Page 3 of the dissent raises the specter of Marxism, describing the EPA's "utterly fanciful 'from each according to its ability' construction" of the Clean Air Act. While we now come to expect far right hysterics about President Obama being a communist, a Marxist, a socialist, or a Stalinist, Americans deserve better from Justices of the Supreme Court. But Scalia's fanciful allusion to communist ideology suggests that he's approaching this case less as a disinterested judge and more as an ideological Tea Party warrior.
In this case, the EPA wants to incorporate cost considerations into its analysis of what regulations will best serve the goals of the Clean Air Act. In the 2001 American Trucking case that he cites, the Supreme Court ruled that in a different context, such an analysis is not permitted by the law. In that case, it was industry and not the EPA that wanted to include cost considerations.

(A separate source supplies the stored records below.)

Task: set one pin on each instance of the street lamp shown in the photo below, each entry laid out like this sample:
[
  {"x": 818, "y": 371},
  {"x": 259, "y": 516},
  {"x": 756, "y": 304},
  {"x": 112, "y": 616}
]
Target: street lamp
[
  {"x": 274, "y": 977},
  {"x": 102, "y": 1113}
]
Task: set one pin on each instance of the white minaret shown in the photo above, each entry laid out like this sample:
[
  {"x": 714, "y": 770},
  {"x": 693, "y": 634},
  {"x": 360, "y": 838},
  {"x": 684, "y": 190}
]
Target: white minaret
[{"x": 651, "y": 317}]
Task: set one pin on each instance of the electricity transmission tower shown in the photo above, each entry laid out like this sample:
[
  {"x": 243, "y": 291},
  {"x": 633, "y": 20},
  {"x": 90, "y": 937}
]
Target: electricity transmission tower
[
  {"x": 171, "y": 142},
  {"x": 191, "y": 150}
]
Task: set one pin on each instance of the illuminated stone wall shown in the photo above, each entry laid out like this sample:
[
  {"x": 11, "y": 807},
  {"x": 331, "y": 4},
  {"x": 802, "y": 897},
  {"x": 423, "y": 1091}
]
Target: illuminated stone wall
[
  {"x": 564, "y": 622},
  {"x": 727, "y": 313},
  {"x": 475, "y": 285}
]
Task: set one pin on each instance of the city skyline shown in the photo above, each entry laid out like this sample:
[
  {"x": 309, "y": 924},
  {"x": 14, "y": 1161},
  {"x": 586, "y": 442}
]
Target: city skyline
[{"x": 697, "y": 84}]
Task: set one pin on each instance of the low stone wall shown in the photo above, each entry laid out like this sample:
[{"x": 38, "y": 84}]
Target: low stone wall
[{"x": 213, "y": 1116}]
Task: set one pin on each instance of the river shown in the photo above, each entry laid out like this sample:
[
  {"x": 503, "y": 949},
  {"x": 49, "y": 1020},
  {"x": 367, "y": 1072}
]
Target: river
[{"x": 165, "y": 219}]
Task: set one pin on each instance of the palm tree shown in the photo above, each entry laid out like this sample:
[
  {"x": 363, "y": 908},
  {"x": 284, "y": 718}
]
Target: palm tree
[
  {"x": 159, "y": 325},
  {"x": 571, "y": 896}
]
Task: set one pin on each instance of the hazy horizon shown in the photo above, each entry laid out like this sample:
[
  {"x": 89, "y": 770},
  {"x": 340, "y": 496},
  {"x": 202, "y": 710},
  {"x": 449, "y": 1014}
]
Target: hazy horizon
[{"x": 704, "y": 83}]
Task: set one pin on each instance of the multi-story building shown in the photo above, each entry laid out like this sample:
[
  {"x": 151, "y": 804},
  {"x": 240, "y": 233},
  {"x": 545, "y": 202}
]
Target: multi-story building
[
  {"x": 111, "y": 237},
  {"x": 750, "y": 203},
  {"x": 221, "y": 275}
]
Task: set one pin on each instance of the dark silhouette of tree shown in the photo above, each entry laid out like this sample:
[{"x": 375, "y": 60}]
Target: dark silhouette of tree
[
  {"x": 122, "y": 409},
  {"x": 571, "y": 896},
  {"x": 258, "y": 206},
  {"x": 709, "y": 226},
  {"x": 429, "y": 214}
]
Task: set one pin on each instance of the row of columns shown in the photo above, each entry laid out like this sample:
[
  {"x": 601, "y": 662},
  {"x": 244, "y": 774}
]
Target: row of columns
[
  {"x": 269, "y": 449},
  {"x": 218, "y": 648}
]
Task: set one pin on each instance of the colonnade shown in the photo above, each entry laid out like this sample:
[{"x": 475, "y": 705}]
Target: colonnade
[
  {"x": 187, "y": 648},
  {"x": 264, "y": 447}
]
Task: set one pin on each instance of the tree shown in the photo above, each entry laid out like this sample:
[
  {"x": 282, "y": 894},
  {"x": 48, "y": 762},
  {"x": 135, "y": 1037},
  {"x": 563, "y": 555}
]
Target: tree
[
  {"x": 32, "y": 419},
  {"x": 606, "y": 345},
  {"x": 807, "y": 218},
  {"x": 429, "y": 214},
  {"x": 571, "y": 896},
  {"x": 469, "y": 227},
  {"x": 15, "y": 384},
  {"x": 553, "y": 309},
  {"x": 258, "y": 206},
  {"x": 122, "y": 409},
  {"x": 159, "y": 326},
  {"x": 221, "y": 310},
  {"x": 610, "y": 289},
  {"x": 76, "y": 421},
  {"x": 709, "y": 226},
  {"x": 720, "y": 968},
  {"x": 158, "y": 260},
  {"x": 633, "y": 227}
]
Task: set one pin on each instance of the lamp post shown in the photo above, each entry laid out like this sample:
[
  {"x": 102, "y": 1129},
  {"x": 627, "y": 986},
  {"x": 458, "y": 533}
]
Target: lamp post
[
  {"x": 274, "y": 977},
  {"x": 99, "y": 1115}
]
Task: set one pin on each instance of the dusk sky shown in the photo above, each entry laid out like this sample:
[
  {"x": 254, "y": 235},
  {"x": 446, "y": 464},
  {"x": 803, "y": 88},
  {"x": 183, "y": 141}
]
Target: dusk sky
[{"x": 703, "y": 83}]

But that apparently didn't fit into Scalia's preferred conception of the world. So he wrote:
[t]his is not the first time EPA has sought to convert the Clean Air Act into a mandate for cost-effective regulation.
Sounds like a long-term conspiracy, with the big bad federal government constantly grasping for power in a lawless way. But this morning's scrubbed version says:
[t]his is not the first time parties have sought to convert the Clean Air Act into a mandate for cost-effective regulation.
Not so scary.
Scalia's subject headings and the change he made this morning are equally telling. Scalia gleefully began this section of this pre-scrubbed dissent with the sarcastic header:
Plus Ça Change: EPA's Continuing Quest for Cost-Benefit Authority.
As we now know, the only "continuing quest" was Scalia's quest to see federal regulations as part of some vast left wing conspiracy. A potentially chagrined Scalia has now changed the heading to the glee-less:
Our Precedent
Making a simple factual mistake is embarrassing for a Supreme Court Justice. You might forget which was Marbury and which was Madison. Ordinarily, we might note the mistake, correct it, and move on. But yesterday's mistake and today's corrections suggest that Justice Scalia is approaching cases with an overly ideological lens, rather than as a fair and disinterested judge.